My attic crawl, however, had most in common with a 15ft horizontal squeeze called the Cheese Press, encountered deep in Long Churn Caves in the Yorkshire Dales. The gap is just 10” at its tightest, so you have to decide beforehand whether to tilt your head to left or right. 3mins 30secs into this video gives a taste of the experience.
I’ve been through the Cheese Press three times and can vouch that it’s a lot more fun than my attic crawl. There, you can rest in relative comfort on a smooth bed of water-worn limestone until the waves of panic subside. Here, I was in constant discomfort from dragging myself over hard-edged timbers, some of which had splinters and nails protruding from them.
I eventually got within arm’s reach of the far wall and began laying strips of insulation between the joists.
Result.
When the job was done, and with no means of turning around, I had no option but to exit feet first, feeling my way with my toes. It was even less comfortable than the way in. My jumper had rucked up and the joists were now digging into bare ribs.
This was not the time or place to have a heart attack (I’ve been bumped even further down the cardiology waiting list, so the likelihood increases daily). The paramedics would have to bash a hole in the bedroom ceiling and saw through joists to get me out, hopefully in time to meet the deadline for the BBC’s North West Tonight. It would make better TV, surely, than another of those “13-hour ambulance wait evidences worsening of the NHS” stories. Then again, I might come across as a bit of plonker for getting stuck up there in the first place.
When finally I emerged onto the Raven’s Nest, I vowed I would never, ever, go back there again.

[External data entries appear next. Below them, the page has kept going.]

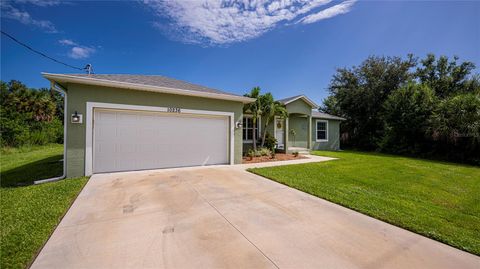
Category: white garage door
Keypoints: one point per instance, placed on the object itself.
(134, 140)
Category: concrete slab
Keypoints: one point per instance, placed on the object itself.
(225, 217)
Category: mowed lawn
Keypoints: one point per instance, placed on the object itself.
(436, 199)
(30, 213)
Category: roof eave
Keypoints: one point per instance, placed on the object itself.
(141, 87)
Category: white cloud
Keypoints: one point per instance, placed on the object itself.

I woke the next morning with several yellow bruises on my legs and elbows, a bloody scar on my scalp, and a piercing pain on the lower left side of my chest. The bedroom was a tad less cold, however.
I got little sympathy from Marian for my heroic injuries. Later that day, I yelped with agony while rising from the dinner table.
‘Aarrgghh!!’ She echoed.
‘I don’t sound like that.’
‘You do. Aaarrrggghhh!!!’
‘I might have cracked a rib.’
‘Ha-ha!’
‘Punctured a lung, or something.’
‘Ha-ha-ha!’
‘I hope I have liver damage. Then you’ll be sorry,’
‘Drama queen.’
‘And I’ve got a cut on my head.’
‘Show me what hurts the most,’ she said, spluttering with laughter.
Wincing with pain, I slowly raised an accusing finger.